Ultimate Mortal Kombat 3

The definitive version of Mortal Kombat 3 — the one with all the ninjas back in it. Owner's memory is the Sega Genesis port: the run button, the fatalities, and everybody on the roster.

Ultimate Mortal Kombat 3 arrived in arcades in November 1995 as Midway's expanded revision of Mortal Kombat 3 — not a new game so much as the definitive one.

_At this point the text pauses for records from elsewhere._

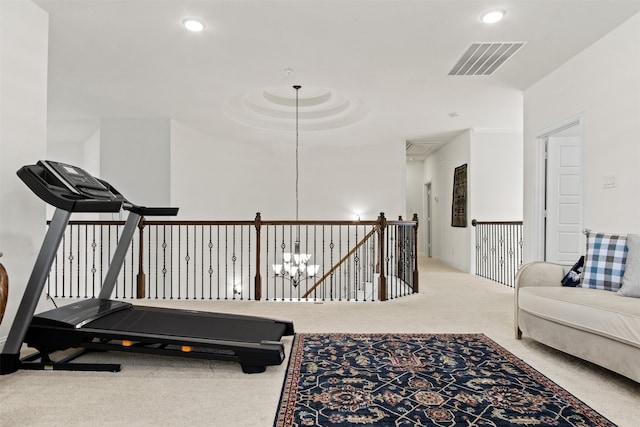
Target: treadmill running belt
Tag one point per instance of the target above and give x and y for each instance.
(184, 323)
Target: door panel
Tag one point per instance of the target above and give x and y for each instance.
(564, 200)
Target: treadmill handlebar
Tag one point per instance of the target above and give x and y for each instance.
(150, 211)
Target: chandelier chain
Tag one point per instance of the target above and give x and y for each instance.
(297, 88)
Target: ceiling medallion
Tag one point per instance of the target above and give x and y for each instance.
(274, 108)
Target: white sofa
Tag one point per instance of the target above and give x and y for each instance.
(600, 326)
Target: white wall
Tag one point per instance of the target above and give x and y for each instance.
(23, 135)
(221, 179)
(415, 189)
(494, 189)
(600, 85)
(134, 158)
(448, 244)
(496, 175)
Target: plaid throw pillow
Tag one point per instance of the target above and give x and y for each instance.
(605, 261)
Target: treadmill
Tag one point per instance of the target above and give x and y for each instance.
(102, 324)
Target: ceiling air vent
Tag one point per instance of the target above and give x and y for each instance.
(482, 59)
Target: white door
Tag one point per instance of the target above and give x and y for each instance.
(564, 238)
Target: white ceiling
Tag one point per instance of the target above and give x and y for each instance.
(122, 59)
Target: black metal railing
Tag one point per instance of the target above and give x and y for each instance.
(237, 260)
(498, 250)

It restored fan-favorite ninjas that MK3 had controversially left out (Kitana, Jade, Reptile, and Scorpion), added new modes including 2-on-2 and an eight-player tournament, and rebalanced the fighting on top of MK3's run button and chain-combo system.

Home versions followed in 1996. The Sega Saturn got a near-arcade-perfect port from Eurocom, while Avalanche Software handled the 16-bit conversions for both the SNES and the Sega Genesis, released October 11, 1996. Both 16-bit versions cut the four-armed character Sheeva and altered some finishing moves to fit the cartridges; the Genesis was the scrappier of the two in graphics and sound — but for Genesis kids it was as close to the arcade as you could get at home.

The PlayStation port later evolved into Mortal Kombat Trilogy, folding in characters from all three games, but UMK3 remains the beloved peak of the series' 2D era — the one with everybody in it. (A 2007 Nintendo DS release titled simply Ultimate Mortal Kombat is an arcade-perfect port of this same game, not to be confused with the 16-bit originals.)